The lesson was the same for both of us, though: outer silence isn’t the same as inner calm. Only when I stopped doing things and consciously quieted my mind was my mind quiet. The rest of the time there was the usual traffic — the stuck horn of desire, sirens from nowhere — all the louder because it was inside my head.

It used to bother me that my father never turned off the television when I came to visit. But it was the noise inside that kept us from one another. Real communion is rare. We imagine we’re being heard when we’re just being listened to, but the heart knows. Can I hear you unless I’ve braved my own dark waters, touched the bottom and come up again, not enlightened, necessarily, but human?

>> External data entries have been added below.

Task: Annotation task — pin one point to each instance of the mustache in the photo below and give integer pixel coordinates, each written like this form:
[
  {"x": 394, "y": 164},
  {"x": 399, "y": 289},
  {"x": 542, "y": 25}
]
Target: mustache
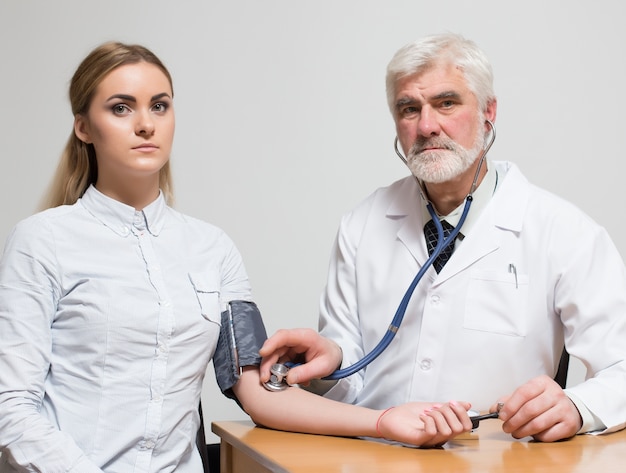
[{"x": 421, "y": 144}]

The half hour I sit quietly in the morning shows me just how clamorous my mind usually is. Like the auto companies, I turn out new models of myself, each slightly different, guaranteed to deliver me. There’s no advertising as subtle and persuasive as the ego’s husky whisper; each day I tell myself better lies than Reagan could dream up in a thousand years. But he does all right, the boastful ego of a nation lost in a dream of separateness, imagining itself free yet threatened at every turn. I don’t bow to the president, but what does it matter if I’m already on my knees, a slave to fear? In an insecure moment — and they’re hardly rare — I can feel as threatened by another man as Reagan is by Russia. Are our fears so different? The rain beats with its fists on everyone’s roof; only those with desert hearts deny it.

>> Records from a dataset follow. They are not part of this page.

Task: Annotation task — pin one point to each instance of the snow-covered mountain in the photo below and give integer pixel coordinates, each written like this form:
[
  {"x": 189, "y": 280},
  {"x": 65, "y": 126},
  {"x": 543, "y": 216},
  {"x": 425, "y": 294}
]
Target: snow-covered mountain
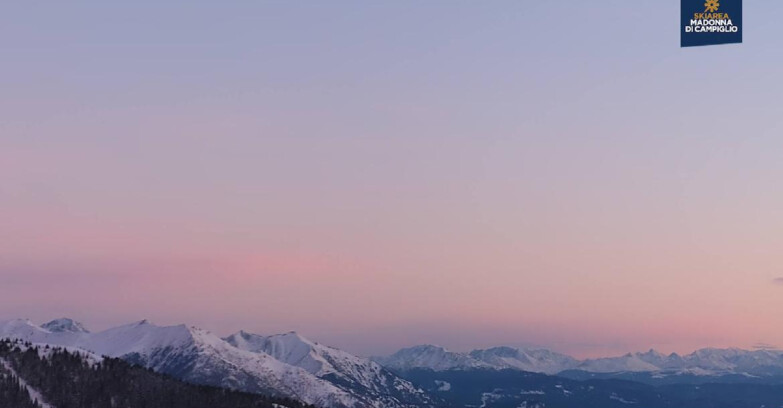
[
  {"x": 200, "y": 357},
  {"x": 701, "y": 362},
  {"x": 354, "y": 374},
  {"x": 527, "y": 359},
  {"x": 437, "y": 358},
  {"x": 65, "y": 325},
  {"x": 430, "y": 357}
]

Perhaps, in my meditation, there is a moment of illumination; the next moment it’s meat for the ego, which imagines it can own the truth the way it owns a car, or tries to own another person. I may try to use the truth to improve myself, or have other people like me more. This doesn’t diminish the truth, only me. If I keep trying to be better, I miss who I am. This isn’t love of self, but infatuation with the “best” in me, while the “worst” is kept chained in the cellar, its howls splitting the night. By denying all of who I am, I deny myself the peace that could be mine; nothing is as noisy as a lie.